Adenylate cyclases in two populations of membranes purified from neuroblastoma X glioma hybrid (NG 108-15) cells.

Membranes from neuroblastoma X glioma NG108-15 hybrid cells were purified by equilibrium centrifugation on continuous and discontinuous gradients of sorbitol, using homogenates of cells which were pretreated with concanavalin A to increase membrane density.

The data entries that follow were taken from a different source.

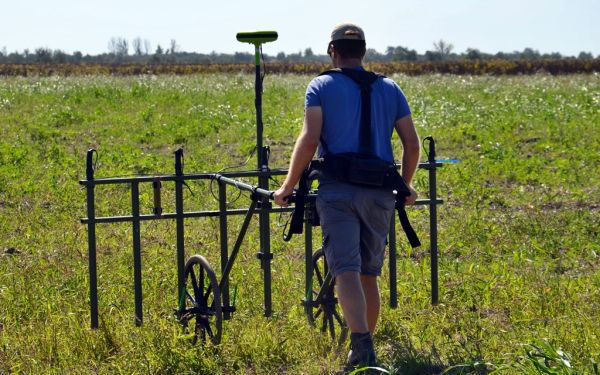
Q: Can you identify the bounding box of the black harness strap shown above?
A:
[319,68,385,154]
[319,68,421,247]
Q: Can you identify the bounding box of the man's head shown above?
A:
[327,23,367,59]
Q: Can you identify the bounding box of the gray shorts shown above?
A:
[317,182,395,276]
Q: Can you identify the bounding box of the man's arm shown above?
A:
[395,115,421,204]
[274,107,323,207]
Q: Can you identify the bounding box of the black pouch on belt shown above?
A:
[322,152,395,188]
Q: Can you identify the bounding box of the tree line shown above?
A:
[0,37,600,64]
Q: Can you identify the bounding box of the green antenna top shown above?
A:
[236,31,277,45]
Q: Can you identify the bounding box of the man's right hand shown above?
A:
[273,186,294,207]
[404,185,418,205]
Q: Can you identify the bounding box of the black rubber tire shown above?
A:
[307,249,348,343]
[177,255,223,345]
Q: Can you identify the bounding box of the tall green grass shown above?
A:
[0,75,600,374]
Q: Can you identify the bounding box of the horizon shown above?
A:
[0,0,600,57]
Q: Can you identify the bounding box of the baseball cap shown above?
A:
[330,23,365,42]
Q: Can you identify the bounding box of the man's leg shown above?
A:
[360,275,381,334]
[335,272,369,333]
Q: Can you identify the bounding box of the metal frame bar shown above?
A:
[79,144,443,328]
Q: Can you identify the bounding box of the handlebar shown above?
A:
[214,173,275,200]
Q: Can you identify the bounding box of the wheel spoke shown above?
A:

Adenylate cyclase was purified 24-fold in a heavy (H) membrane fraction from discontinuous gradients, opiate-stimulated guanosine-5'-triphosphatase was purified 3-fold, and opiate binding to receptors was increased 10-fold in this fraction. The relative purification of this membrane fraction is also verified by the fact that it contains a single protein (Mr = 58,000) which is covalently labeled by a reactive opiate analog (Klee, W. A., Simonds, W. F., Sweat, F. W., Burke, T. R., Jacobson, A. E., and Rice, K. C. (1982) FEBS Lett. 150, 125). The method of plasma membrane purification after cell treatment with concanavalin A (Lutton, J. K., Frederich, R. C. Jr., and Perkins, J. P. (1979) J. Biol. Chem. 254, 11181) appears generally applicable as established here with 3H-concanavalin A. Between 15 and 20% of the adenylate cyclase in whole-cell homogenates was recovered at low densities in continuous and discontinuous gradients and was only purified 2-fold above activity in the cell homogenate. There are significant differences between ligand binding, adenylate cyclase, and GTPase activities in light (L) and heavy (H) membrane fractions. GTPase activity in the L-membrane fraction was decreased from that in the cell homogenate and was not stimulated by opiates. Adenylate cyclase from L-membranes is only slightly inhibited by opiates in support of other data relating opiate inhibition to stimulation of GTPase (Koski, G., and Klee, W. A. (1981) Proc. Natl. Acad. Sci. 78, 4185).